S3-11

The Urban Transformation of Angkor

Roland Fletcher1 & Christophe Pottier2

1University of Sydney, Australia

2Ecole Francaise d’Extreme-Orient (EFEO), France

Greater Angkor was the product of massive and sustained landscape re-engineering over more than half a millennium. The urban complex had its ancestry in a landscape of small settlements in the late 1st millennium BCE and early centuries CE. Within that band of settlements skirting the great lake, the Tonle Sap, and along the rivers, two initial, urban centres, Ak Yum and Hariharalya, were added in the 7th and the 8th centuries CE. Mahendrapavarata was added on the Kulen plateau to the north. After Mahedrapavarta was abandoned, the conurbation of Greater Angkor was developed from the late 9th century by linking a new central area based around Phnom Bakheng to Ak Yum and Hariharalaya. The course of the proto Siem Reap river and the Puok and the Rolous rivers were altered, opening up a large expanse of land for widespread, residential clusters of occupation mounds, shrines and water tanks.

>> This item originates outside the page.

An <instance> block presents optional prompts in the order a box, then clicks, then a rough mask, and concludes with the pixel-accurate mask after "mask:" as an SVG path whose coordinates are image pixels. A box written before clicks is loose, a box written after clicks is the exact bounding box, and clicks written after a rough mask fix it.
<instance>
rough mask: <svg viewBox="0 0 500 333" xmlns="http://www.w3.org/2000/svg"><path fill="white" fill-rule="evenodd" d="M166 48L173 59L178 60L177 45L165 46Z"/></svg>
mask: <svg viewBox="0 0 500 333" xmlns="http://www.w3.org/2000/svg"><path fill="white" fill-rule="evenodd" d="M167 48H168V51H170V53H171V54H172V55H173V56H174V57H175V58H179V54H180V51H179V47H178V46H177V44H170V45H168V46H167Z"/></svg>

By the 12th century CE Greater Angkor covered circa 1000 sq km of dispersed suburbs connected by roads embankments and canals, surrounding a central area which transformed during the 12th and 13th centuries. Integral to the development of Greater Angkor was the addition of large reservoirs (baray) and long canals and road embankments. The interconnected water management network was vastly expanded between the 9th and the 12th century. Within this urban complex, rulers added new, interconnected state temples, cumulatively concentrating towards the middle of Angkor. From the early 12th century, densification began in the central area of Angkor, around a road grid and numerous small ponds and house mounds. By the early 14th century Greater Angkor was being adversely affected by regional political and social changes and by severe climate instability. The urban area rapidly declined into the 15th century and after the 16th century transformed into a linear configuration of housing and Buddhist shrines from the former central urban area down to Phnom Krom on the edge of the lake.